Changes to Pennsylvania's archaic laws on alcohol seem to come one bottle at a time rather than by the barrel. That's because it's usually the court, in narrowly defined cases, and not the Legislature, in broad reforms, that delivers progress.
Case in point is Monday's ruling by Commonwealth Court that allows consumers to buy up to two six-packs of beer at restaurants with liquor licenses operated by supermarkets. The litigation was brought by the Wegmans chain, which has 12 stores in Pennsylvania (two in Erie and the rest in the eastern half of the state), and will give customers the convenience of buying small quantities of take-home beer at a food store.
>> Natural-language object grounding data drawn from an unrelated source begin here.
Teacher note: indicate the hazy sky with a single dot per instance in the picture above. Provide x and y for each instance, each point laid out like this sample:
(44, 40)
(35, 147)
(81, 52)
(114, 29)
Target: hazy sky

The alternative is to go to a restaurant, tavern or pizza parlor that sells six-packs, or head to a beer distributor, where the customer must buy a case.
Unfortunately, this is not the final word in the beer battle, as the Pennsylvania Malt Beverage Distributors Association plans to appeal the decision to the state Supreme Court. No doubt these merchants wouldn't mind selling six-packs, too -- but that is also forbidden.
This isn't the only evidence that Pennsylvania's laws on alcohol are built for inconvenience. Packaged wine and spirits are sold by a government monopoly and, while the system has modernized, its Sunday hours and supermarket locations are a rarity.
That's why a pro-consumer decision here would be a small change, but one worth toasting.